· c net

C#: Wrapping DateTime

I think it was Darren Hobbs who first introduced me to the idea of wrapping dates in our system to describe what that date actually means in our context, and after suffering the pain of passing some unwrapped dates around our code I think I can safely say that wrapping them is the way to go.

The culprit was a date of birth which was sometimes being created from user input and sometimes being retrieved from another system.

The initial (incorrect) assumption was that we would be passing around the date in the same string format and there was no point wrapping the value as we were never doing anything with the data.

It proved to be a bit of a nightmare trying to work out which state the data of birth was in various parts of the application and we ended up doing conversions to the wrong format and then undoing those and losing the formatting in other places!

Step 1 here was clearly not to pass around the date as a string but instead to convert it to a DateTime as soon as possible.

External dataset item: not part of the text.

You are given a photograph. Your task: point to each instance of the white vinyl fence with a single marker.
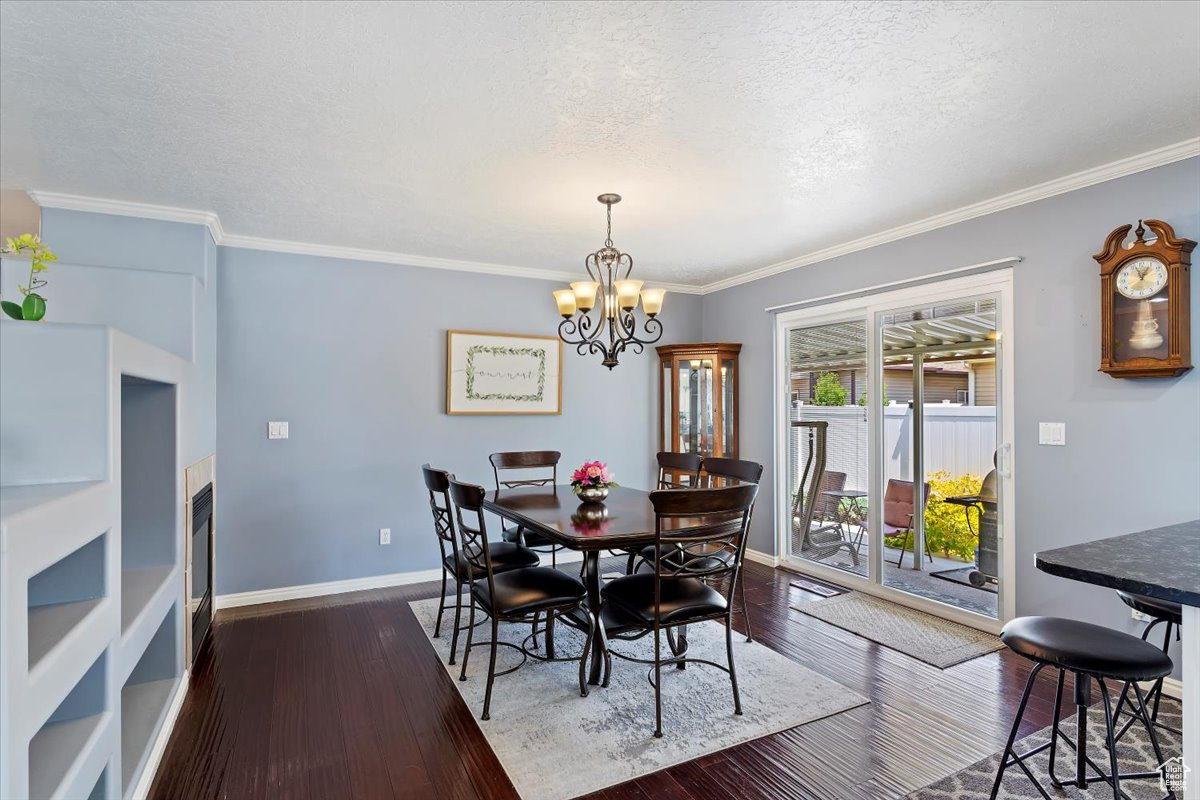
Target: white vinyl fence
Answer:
(959, 439)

This is much more expressive but we can take this one step further by wrapping that date time in a DateOfBirth class.

public class DateOfBirth
{
	private DateTime? dateOfBirth

	public DateOfBirth(DateTime? dateOfBirth)
	{
		this.dateOfBirth = dateofBirth;
	}

	public string ToDisplayFormat()
	{
		return dateOfBirth == null ? "" : dateOfBirth.Value.ToString("dd MMM yyyy");
	}
}

When we want to display this object on the page we just have to call the ToDisplayFormat() and if that date format needs to change then we have only one place to make that change. Creating this class removed at least 3 or 4 'DateTime.Parse(…​)' and 'DateTime.ToString(…​)' calls throughout the code.

Now we could achieve the same functionality using an extension method on DateTime? but it’s not as expressive as this in my opinion. It is also really obvious when looking at the code to know what type we are dealing with and it is really obvious when reading this class which method we will use to get the format to display to the user.

I will certainly be looking to wrap any DateTimes I come across in future.